Le feu s’est propagé à travers un échafaudage
Depuis l’appartement de Li, près de Ground Zero, où l’incendie s’est déclaré, des flammes se sont propagées vers une structure en bambou recouverte d’un filet en nylon qui avait été érigée pour des travaux de construction. Il a enflammé des panneaux de polystyrène placés sur les fenêtres et a brisé les vitres, propageant le feu à l’intérieur. Le vent a aidé le feu à se propager d’un bâtiment à l’autre.
Les autorités enquêtent pour savoir si le filet utilisé pour recouvrir les échafaudages en bambou, couramment utilisés à Hong Kong et ailleurs en Asie, répond aux exigences de sécurité incendie. pourquoi les fenêtres étaient recouvertes de panneaux de mousse ; et pourquoi aucune alarme incendie n’a retenti.
La police a déjà arrêté trois personnes – les directeurs d’une entreprise de construction et un ingénieur-conseil – et les autorités anti-corruption de Hong Kong ont arrêté huit autres personnes, dont des sous-traitants en échafaudages, des directeurs d’un bureau d’ingénierie et des responsables de projets de rénovation.
Le complexe est situé à Tai Po, un bourg surnommé la « nouvelle ville » à la fin des années 1970 et où de nombreux appartements de grande hauteur ont été construits.

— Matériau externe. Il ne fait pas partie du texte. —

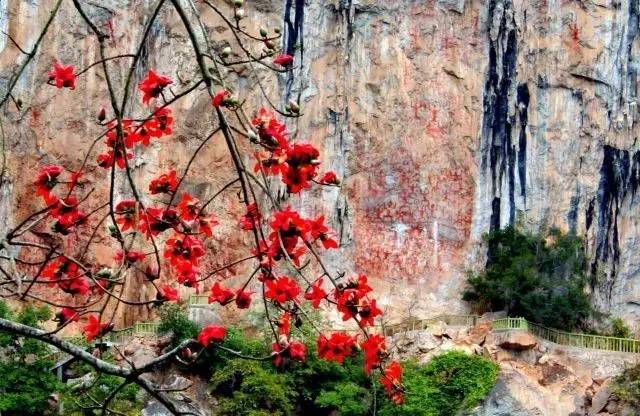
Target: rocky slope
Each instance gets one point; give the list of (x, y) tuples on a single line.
[(445, 119), (536, 377)]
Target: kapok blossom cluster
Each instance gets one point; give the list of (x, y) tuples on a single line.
[(185, 225)]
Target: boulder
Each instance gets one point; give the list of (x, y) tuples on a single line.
[(517, 340), (438, 329), (601, 398), (517, 394), (478, 333)]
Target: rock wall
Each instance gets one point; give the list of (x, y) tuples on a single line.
[(445, 119)]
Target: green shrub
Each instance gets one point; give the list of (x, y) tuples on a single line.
[(174, 321), (529, 277), (247, 388), (449, 384), (347, 397), (27, 380)]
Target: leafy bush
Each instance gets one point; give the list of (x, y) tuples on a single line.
[(445, 386), (313, 387), (449, 384), (540, 280), (349, 398), (248, 388), (27, 380), (174, 321)]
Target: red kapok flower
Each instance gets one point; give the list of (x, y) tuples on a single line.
[(330, 178), (319, 231), (337, 347), (94, 329), (132, 256), (220, 98), (211, 333), (164, 184), (169, 294), (183, 248), (297, 350), (284, 60), (153, 85), (63, 76), (284, 324), (391, 380), (315, 294), (243, 299), (220, 294), (282, 289), (374, 348), (162, 123)]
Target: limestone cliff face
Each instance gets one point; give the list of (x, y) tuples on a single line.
[(445, 119)]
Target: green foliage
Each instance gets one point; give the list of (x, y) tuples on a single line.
[(249, 388), (531, 277), (626, 386), (312, 387), (449, 384), (619, 329), (349, 398), (445, 386), (174, 320), (27, 380)]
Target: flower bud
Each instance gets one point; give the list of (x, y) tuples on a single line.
[(295, 108), (104, 273), (151, 273)]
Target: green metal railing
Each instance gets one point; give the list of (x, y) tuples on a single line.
[(559, 337), (198, 301), (570, 339)]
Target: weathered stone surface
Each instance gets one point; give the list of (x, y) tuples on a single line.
[(516, 340), (517, 395)]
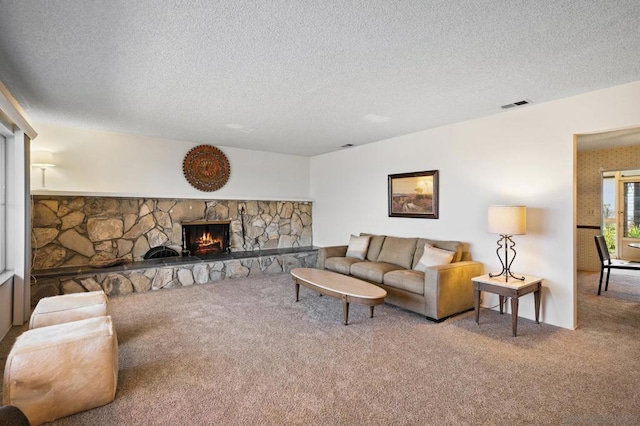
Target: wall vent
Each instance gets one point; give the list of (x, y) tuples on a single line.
[(515, 104)]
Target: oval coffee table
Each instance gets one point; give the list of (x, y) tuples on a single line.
[(340, 286)]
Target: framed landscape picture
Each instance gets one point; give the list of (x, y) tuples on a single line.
[(414, 195)]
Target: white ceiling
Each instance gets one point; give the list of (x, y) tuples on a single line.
[(305, 76)]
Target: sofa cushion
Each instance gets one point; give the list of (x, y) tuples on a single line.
[(340, 264), (399, 251), (432, 256), (372, 271), (358, 247), (375, 245), (405, 279), (454, 246)]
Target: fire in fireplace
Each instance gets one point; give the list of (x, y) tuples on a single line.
[(203, 238)]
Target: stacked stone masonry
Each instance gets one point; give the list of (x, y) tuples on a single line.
[(77, 231)]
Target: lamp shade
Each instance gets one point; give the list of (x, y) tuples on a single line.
[(507, 220), (42, 159)]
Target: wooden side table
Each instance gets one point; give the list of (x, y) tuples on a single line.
[(512, 288)]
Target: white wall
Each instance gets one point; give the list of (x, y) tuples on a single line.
[(523, 156), (106, 163)]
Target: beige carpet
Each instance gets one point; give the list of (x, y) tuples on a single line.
[(243, 352)]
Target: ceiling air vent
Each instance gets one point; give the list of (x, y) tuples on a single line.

Le quartier abrite aujourd’hui environ 300 000 des 7,5 millions d’habitants de la ville, un mélange de riches, de classes moyennes et de groupes à faibles revenus.
Un quartier calme au milieu de l’agitation de Hong Kong
Li a grandi dans le complexe Wang Fuk Court, tandis que la résidente Ding Chan et son mari s’y sont installés à l’âge adulte dès la construction du complexe au début des années 1980, attirés par l’attrait du quartier tranquille de la banlieue nord de Hong Kong, loin du centre commercial de la ville.
Chan avait quitté son appartement une demi-heure avant le début de l’incendie et travaillait comme femme de ménage lorsqu’elle a reçu des appels frénétiques d’amis au sujet de l’incendie.
“Je n’y croyais pas au début”, a déclaré l’homme de 70 ans à l’AP.
Lorsqu’elle est revenue au lotissement peu après 15 heures. – à peu près au même moment où la femme de Li l’a prévenu – elle pouvait voir les flammes se propager déjà rapidement, et il ne fallut pas longtemps avant qu’elles atteignent son propre bâtiment et elle ne pouvait rien faire d’autre que regarder.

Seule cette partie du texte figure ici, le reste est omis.